Compared to the way Disney have trashed some of their other legacies (The Second Jungle Book, anyone?), the company's animators have treated Winnie the Pooh rather well: sure, you could carp at the Americanisation of AA Milne, but the features produced over the past decade or so have the dozy, hyperglycemic gentleness of the title character down to a tee. Following starring vehicles for Tigger and Piglet (still nothing with Eeyore's name above the title, which'll only give him more to grumble about), the latest entry, Winnie the Pooh, looks in everything from its title on down like a return to first principles - literally so, in that we see the denizens of Hundred Acre Wood interacting with the words and illustrations on the pages that originally gave them to the world.
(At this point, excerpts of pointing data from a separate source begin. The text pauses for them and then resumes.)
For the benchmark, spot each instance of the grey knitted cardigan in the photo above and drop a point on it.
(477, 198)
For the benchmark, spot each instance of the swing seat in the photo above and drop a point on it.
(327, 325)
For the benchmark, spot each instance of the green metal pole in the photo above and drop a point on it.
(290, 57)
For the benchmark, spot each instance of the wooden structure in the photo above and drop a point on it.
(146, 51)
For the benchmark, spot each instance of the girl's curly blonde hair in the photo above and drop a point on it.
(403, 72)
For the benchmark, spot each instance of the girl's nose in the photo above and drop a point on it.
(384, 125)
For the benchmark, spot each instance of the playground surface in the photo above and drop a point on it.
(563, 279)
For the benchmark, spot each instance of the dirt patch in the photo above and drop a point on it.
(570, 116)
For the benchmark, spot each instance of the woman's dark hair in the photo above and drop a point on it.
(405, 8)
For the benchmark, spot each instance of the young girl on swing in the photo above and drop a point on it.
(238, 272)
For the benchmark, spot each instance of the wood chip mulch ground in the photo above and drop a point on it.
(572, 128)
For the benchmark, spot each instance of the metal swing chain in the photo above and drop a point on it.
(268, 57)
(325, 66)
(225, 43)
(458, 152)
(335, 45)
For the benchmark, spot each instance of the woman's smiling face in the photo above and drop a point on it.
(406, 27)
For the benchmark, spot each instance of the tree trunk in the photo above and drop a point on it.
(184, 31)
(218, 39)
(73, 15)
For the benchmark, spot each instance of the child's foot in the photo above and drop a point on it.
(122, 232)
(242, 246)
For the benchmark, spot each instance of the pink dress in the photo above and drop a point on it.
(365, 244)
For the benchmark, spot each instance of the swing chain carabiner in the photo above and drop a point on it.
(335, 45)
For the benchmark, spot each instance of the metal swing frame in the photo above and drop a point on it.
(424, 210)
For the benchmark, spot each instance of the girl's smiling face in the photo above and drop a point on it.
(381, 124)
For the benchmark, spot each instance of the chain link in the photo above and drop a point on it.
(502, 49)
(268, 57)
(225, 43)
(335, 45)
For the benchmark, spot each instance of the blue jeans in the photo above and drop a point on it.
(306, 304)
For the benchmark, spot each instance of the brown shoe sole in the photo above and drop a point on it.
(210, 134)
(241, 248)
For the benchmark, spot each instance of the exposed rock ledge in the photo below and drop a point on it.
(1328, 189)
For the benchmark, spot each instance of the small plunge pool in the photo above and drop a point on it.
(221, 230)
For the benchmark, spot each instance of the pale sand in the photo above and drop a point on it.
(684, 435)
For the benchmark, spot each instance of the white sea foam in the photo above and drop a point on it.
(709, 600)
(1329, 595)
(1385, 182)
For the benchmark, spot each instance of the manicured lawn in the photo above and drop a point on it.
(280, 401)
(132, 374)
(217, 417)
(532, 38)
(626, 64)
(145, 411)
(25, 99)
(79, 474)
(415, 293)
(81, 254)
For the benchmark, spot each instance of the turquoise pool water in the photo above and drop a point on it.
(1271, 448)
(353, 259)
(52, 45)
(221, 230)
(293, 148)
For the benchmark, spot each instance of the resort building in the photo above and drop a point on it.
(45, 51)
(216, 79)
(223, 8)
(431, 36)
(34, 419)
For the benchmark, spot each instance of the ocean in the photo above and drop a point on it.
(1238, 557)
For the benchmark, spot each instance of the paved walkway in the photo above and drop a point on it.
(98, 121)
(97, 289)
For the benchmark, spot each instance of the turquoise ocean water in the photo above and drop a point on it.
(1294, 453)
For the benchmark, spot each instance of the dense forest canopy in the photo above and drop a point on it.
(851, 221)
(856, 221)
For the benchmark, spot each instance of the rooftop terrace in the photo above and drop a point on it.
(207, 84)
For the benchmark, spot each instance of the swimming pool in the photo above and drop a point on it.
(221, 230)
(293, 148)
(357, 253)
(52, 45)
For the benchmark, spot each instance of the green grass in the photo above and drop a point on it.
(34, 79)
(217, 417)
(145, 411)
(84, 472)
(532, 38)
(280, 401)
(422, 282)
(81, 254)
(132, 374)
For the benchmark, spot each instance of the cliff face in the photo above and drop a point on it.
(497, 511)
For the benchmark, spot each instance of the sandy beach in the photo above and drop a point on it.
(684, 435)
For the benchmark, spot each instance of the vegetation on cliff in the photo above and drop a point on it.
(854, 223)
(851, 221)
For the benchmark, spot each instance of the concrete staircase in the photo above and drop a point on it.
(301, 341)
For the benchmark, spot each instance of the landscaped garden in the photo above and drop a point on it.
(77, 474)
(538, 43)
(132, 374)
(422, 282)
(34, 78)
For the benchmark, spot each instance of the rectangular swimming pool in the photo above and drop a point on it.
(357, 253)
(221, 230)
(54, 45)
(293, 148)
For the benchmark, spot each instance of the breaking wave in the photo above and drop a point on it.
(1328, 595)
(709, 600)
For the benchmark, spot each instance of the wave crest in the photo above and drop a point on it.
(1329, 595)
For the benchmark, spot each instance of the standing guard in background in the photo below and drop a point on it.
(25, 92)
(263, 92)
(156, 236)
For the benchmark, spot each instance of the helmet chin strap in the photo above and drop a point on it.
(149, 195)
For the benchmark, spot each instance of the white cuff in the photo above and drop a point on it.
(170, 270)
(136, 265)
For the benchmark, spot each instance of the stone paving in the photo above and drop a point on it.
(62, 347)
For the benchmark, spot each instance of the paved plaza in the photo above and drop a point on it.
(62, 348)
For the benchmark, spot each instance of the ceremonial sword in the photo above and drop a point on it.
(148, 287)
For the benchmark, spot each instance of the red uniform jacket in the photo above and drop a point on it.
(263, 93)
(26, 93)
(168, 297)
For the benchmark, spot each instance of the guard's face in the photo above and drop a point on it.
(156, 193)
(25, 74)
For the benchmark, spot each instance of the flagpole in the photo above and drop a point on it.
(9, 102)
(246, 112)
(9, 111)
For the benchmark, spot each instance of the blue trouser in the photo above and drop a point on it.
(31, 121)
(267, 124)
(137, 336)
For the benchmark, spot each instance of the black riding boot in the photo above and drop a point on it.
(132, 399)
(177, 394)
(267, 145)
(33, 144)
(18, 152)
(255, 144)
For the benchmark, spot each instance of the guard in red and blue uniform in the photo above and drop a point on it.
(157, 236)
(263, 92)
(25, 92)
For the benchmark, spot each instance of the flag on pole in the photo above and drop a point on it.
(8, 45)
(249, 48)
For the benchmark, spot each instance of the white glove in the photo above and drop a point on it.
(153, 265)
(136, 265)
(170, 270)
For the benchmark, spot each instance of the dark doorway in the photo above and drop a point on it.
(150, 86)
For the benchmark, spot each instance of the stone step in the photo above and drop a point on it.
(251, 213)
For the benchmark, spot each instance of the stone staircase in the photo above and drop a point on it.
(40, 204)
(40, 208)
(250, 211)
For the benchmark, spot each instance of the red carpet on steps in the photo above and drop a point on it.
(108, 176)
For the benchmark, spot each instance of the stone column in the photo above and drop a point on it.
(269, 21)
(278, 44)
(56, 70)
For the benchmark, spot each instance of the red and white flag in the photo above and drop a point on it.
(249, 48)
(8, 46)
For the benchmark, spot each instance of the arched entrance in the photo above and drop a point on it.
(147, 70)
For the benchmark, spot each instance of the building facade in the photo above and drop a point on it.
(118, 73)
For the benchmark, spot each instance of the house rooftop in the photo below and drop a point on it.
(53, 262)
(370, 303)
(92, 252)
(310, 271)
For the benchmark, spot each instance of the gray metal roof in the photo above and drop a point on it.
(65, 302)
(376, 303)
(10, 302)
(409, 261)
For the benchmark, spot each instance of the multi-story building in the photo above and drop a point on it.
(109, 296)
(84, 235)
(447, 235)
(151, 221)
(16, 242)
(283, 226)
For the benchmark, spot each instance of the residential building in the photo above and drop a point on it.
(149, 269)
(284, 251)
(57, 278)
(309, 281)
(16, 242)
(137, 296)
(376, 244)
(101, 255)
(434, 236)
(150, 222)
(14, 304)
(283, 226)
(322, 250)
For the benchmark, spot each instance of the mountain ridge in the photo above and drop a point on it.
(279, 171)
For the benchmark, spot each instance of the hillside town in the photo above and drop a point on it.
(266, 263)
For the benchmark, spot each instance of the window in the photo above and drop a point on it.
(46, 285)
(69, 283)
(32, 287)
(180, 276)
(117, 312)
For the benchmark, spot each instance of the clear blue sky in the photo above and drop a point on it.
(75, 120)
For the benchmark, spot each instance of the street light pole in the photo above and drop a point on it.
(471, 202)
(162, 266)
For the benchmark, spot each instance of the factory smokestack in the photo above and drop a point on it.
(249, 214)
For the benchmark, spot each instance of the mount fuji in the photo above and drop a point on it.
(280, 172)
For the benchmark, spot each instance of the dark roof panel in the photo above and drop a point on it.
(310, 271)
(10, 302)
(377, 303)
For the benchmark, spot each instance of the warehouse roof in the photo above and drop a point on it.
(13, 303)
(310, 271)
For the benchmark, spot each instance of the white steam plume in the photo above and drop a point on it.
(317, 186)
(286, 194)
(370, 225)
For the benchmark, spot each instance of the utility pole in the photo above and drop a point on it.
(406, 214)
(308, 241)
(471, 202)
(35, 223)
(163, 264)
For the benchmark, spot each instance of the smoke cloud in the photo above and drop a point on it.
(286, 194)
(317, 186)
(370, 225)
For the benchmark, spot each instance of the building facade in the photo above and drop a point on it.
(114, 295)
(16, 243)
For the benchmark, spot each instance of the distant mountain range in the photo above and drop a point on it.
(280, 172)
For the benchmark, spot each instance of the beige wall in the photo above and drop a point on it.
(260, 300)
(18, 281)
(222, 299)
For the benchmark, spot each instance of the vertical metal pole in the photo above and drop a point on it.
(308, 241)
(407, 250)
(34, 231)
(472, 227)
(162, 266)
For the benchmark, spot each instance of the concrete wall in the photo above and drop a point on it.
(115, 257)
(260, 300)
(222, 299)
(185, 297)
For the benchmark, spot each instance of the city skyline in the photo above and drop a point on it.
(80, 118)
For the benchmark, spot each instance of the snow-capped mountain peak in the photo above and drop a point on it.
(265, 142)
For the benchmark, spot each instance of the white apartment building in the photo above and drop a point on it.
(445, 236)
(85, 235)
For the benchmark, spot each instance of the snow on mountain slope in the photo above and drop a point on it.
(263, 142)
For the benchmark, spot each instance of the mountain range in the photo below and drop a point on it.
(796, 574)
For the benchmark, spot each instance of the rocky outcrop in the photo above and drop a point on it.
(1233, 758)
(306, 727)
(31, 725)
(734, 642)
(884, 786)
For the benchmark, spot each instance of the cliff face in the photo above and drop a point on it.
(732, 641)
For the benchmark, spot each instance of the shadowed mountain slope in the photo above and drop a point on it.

Their quests to pin the tail on the donkey, rescue Christopher Robin from the feared Baksun, and (in the case of Pooh) replenish their reserves of hunny (or huny, in its alternative spelling) are further sweetened here by a series of gags about letters, paragraphs and the authorial voice; a whole team of writers is credited, but the hero remains the one who spun a whole Abbott and Costello routine out of the phonic similarities of "not", "knot" and "naught". As teaching devices go, Winnie the Pooh is right out of the old school: were it not for the Zooey Deschanel-trilled songs, and John Cleese's narration, you'd swear you'd have seen this before, most likely on an episode of Disney Time circa 1984. Yet if the company's animation department is going to insist on looking backwards to past glories, better the clean lines and defiant 2D of this than the cluttered compromise of Tangled and The Princess and the Frog.
Winnie the Pooh is on nationwide release.